Princeton-LSI-ResearchComputing / tracebase

Mouse Metabolite Tracing Data Repository for the Rabinowitz Lab
MIT License
4 stars 1 forks source link

Create a column in the `Peak Group Conflicts` sheet to indicate pre-existing `PeakGroup`s in the DB #1232

Open hepcat72 opened 2 months ago

hepcat72 commented 2 months ago
          I'm a little confused.  Isn't that what we're doing / what I'm proposing?  We construct the `Peak Group Conflicts` sheet including the existing DB records, for the researcher to select the PeakGroup from the file that optimally represents the compound (whether it's already in the DB or not).  When they perform validation, they will get the `ReplacingPeakGroupRepresentation` warning describing the deletion of an existing `PeakGroup` and its replacement with the one from the selected file.  **addendum**: By not going back and changing their selection, based on that warning, they are choosing to proceed with the deletion.

Perhaps your concern is about the timing - i.e., you're suggesting that at the time of the selection of the file from which a peak group is derived, it should be noted in some way that a representation of the PeakGroup already exists in the database?

I like the idea of providing that context during the selection. We have access to that data. We could add a column that says that a PeakGroup already exists from one of the files the user is prompted to select.

The one question I have is, why does that matter? I'm not saying it doesn't. I'm just saying, how could that information affect the user's selection and why might it?

_Originally posted by @hepcat72 in https://github.com/Princeton-LSI-ResearchComputing/tracebase/pull/1222#discussion_r1777584331_

hepcat72 commented 2 months ago

Hey @mneinast, I would like to get your take on this. The issue description hasn't been edited yet to be very clear, but this is based on the discussion Lance and I had in the comment linked in the issue description...

We're wondering about the ramifications of how we handle the following situation: Since we allow/encourage users to submit study data before the study data has been fully compiled, it is technically^ possible that data could be loaded before we know about any multiple representations. On a subsequent load, multiple representations are detected and the researcher is prompted to select the best representation using that conflicts sheet. Thus it is possible that a previously loaded PeakGroup would have to be deleted (if the user selects the peak group from the new file) so that the selected representation can be loaded.

This is currently dealt with in PR #1225 in the following manner:

When a multiple representation exists, and the "not selected" PeakGroup already exists in the database:

  1. The existing PeakGroup is deleted and its replacement is loaded
  2. During the validate step, a ReplacingPeakGroupRepresentation warning is presented to the user that informs them that the previously loaded PeakGroup will be removed. They can choose to edit their selection in the conflicts sheet, if they don't want to delete the existing peak group.

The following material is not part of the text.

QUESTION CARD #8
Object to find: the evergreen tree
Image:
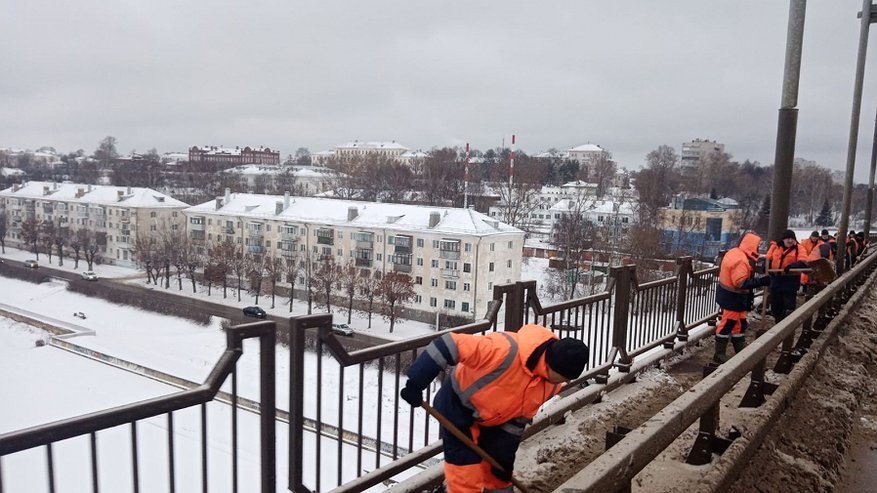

Lance has expressed some concern over this overall mechanism, and I agree that this should be thought through a bit more, so I would like to explore the following:

  1. What are the potential downsides of deleting existing peak groups, i.e. how can this "bite" users?
  2. How much time can pass between MSRuns running on the same samples (i.e. how long can the samples be stored between runs)? (This speaks to the likelihood of this scenario arising.^)
  3. If a researcher were to perform any analyses on existing data, and then load more data that replaces a peak group, how can that affect the previously performed analysis analysis? (and how likely is this to happen?)
  4. What are any other thoughts you may have on deleting existing PeakGroups in this fashion?

Lance proposed an alternate mechanism of alerting the user to the chance of deleting existing peak groups and I kind of like the idea, and that is to include in some way the fact that a peak group pre-exists in the conflicts sheet. We had different ideas on how to do that, but I'd be interested in hearing what idea you might come up with without hearing the strategies we discussed.

^ How likely is it that a peak annotation file could contain data on the same samples that were previously loaded? A user could of course sit on existing data (from the same MSRun) and load a complementary positive/negative scan at any time.